The Court found that damages to an individual’s right to privacy as a result of a BIPA violation are not the type of compensable injuries capable of redress under the Compensation Act.

State of Florida v. Nelson et al (8:21-cv-02524)

Decision Date: December 22, 2021

On Wednesday, December 22, 2021, a Florida federal judge granted "preliminary injunction" on the Biden administration's vaccine mandate for federal contractors, claiming that the Executive Order exceeded his authority under the Federal Property and Administrative Services Act. Florida is one of many states, to sue the federal government over the federal contractor vaccine mandate.
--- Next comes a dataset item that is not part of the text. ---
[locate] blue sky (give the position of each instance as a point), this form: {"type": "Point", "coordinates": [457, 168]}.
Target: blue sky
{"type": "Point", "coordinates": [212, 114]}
Glacier Northwest, Inc. v. International Brotherhood of Teamsters Local Union No. 174 (No. 99319-0)

Decision Date: December 16, 2021

In October of 2022, the U.S. Supreme Court approved a writ of certiorari to review a decision from the Supreme Court of the State of Washington.
Importantly, this case will have the Supreme Court rule on whether employers may legally sue unions for vandalism.
The case originally arose from an employer wanting to sue its employers because their company's mixed concrete hardened during a strike.
Washington held that such a lawsuit was prohibited because strikes are protected under the NLRA. The U.S. Supreme Court will rule on whether to uphold this decision.